Asumir la existencia de lo inconsciente en nosotros implica aceptar el carácter único de lo subjetivo. Los síntomas pueden parecerse, incluso ser idénticos. Bassols da ejemplos de demandas terapéuticas habituales: "Problemas con el amor, el miedo a la muerte, la tristeza y el abandono ante el deseo de hacer algo en la vida." Pero no son idénticos los pacientes. Y por ello es imposible, como bien apunta, que el psicoanálisis pueda considerarse una ciencia, aunque haya nacido, con Freud, de ella. No puede serlo porque la ciencia precisa "que sus resultados sean reproducibles experimentalmente y falsables en todos los casos". Algo imposible cuando tocamos lo subjetivo. Por otra parte, la ciencia sólo crece borrando la subjetividad o tratando al menos de hacerlo cuando la presencia del observador influye de un modo extraño en lo observado, como en el célebre experimento de la elección retardada de Wheeler. Pero no es menos cierto que la ausencia de cientificidad no supone la pseudo-cientificidad. La Historia no es una ciencia en sentido duro, como la Física, pero no podríamos decir de ella que sea una pseudociencia. Hay mucho saber en la Literatura y tampoco es una ciencia. No obstante, ocurre que hay muchos "escépticos" empeñados en meter en un mismo saco todo lo que desconocen, mezclando lo empírico con lo mágico.

Esa falta de cientificidad no supone ausencia de empirismo y el psicoanálisis lo acoge del modo en que le es posible, desde la clínica y mediante la conversación entre colegas sobre esos cambios sintomáticos que la civilización va implicando. Es, precisamente, desde ese saber, que el psicoanálisis puede dar cuenta de lo que ocurre en la sociedad e incluso pronosticarlo en algún grado.

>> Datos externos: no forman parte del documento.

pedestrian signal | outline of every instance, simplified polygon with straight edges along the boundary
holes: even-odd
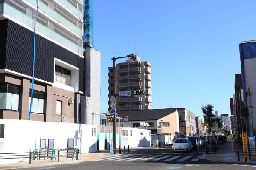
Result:
[[[132,94],[134,95],[139,95],[140,94],[144,94],[144,91],[143,90],[139,90],[137,91],[133,91]]]

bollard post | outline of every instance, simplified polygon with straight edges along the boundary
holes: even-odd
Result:
[[[32,153],[31,153],[31,149],[30,149],[30,150],[29,150],[29,164],[31,164],[31,158]]]
[[[237,161],[240,162],[240,155],[239,154],[239,150],[236,150],[236,152],[237,153]]]
[[[60,150],[58,149],[58,162],[60,162]]]

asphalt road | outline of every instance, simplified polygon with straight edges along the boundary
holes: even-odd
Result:
[[[130,154],[79,163],[26,168],[26,170],[256,170],[256,166],[224,164],[197,157],[195,150],[173,153],[170,148],[138,150]]]

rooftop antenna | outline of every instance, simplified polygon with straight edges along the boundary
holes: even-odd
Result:
[[[136,50],[136,38],[135,38],[135,56],[137,55],[137,51]]]
[[[172,108],[172,105],[168,102],[168,108]]]

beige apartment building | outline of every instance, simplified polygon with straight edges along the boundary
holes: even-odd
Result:
[[[117,112],[122,110],[152,109],[152,85],[151,81],[151,65],[147,61],[140,61],[140,57],[133,54],[131,58],[136,57],[135,61],[131,59],[125,62],[116,64],[116,93],[130,91],[131,96],[116,97]],[[108,97],[113,95],[113,68],[108,68]],[[133,91],[143,90],[144,94],[134,95]],[[110,102],[109,102],[110,104]],[[109,110],[110,108],[109,108]]]
[[[151,134],[157,134],[158,129],[163,129],[163,134],[179,132],[179,115],[176,108],[121,111],[118,116],[126,118],[125,127],[150,130]],[[161,128],[159,126],[162,126]]]
[[[180,135],[192,136],[196,135],[195,115],[186,108],[177,109],[180,122]]]

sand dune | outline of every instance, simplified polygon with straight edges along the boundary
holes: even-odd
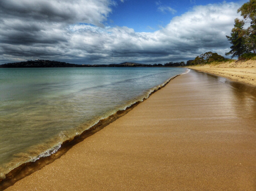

Toda entrevista tiene limitaciones obvias y se echa en falta en ésta un comentario más extenso sobre la creencia. Y es que no se pregunta por ella, sino por la religión y por Dios. Y  Dios es un concepto desgastado (enigmática para mí la expresión lacaniana sobre él) que hace tan difícil ser ateo (probablemente Dawkins o Hawking peleen contra el dios infantil de barba y túnica blanca, a la vez que creen en otras cosas). Pero tampoco es igual hablar de religión en términos de "religare" que en los de "relegere". 


Sería interesante conocer la opinión de Bassols sobre el mito, algo que para algunos, como el gran Campbell, es tan vivificador que casi lo hace vital. Y es que el mito, siendo nosotros simbólicos, con nosotros permanece; y, si despreciamos los buenos, los que han cristalizado en siglos de historia, acabaremos en manos de los peores, de los novedosos que remiten a la tentación utópica (paraísos históricos, cientificismos con sus formas extremas de transhumanismo, el progreso imparable, modelos de "triunfadores", etc.) y que pueden conducir a la peor distopía y al mayor fracaso personal.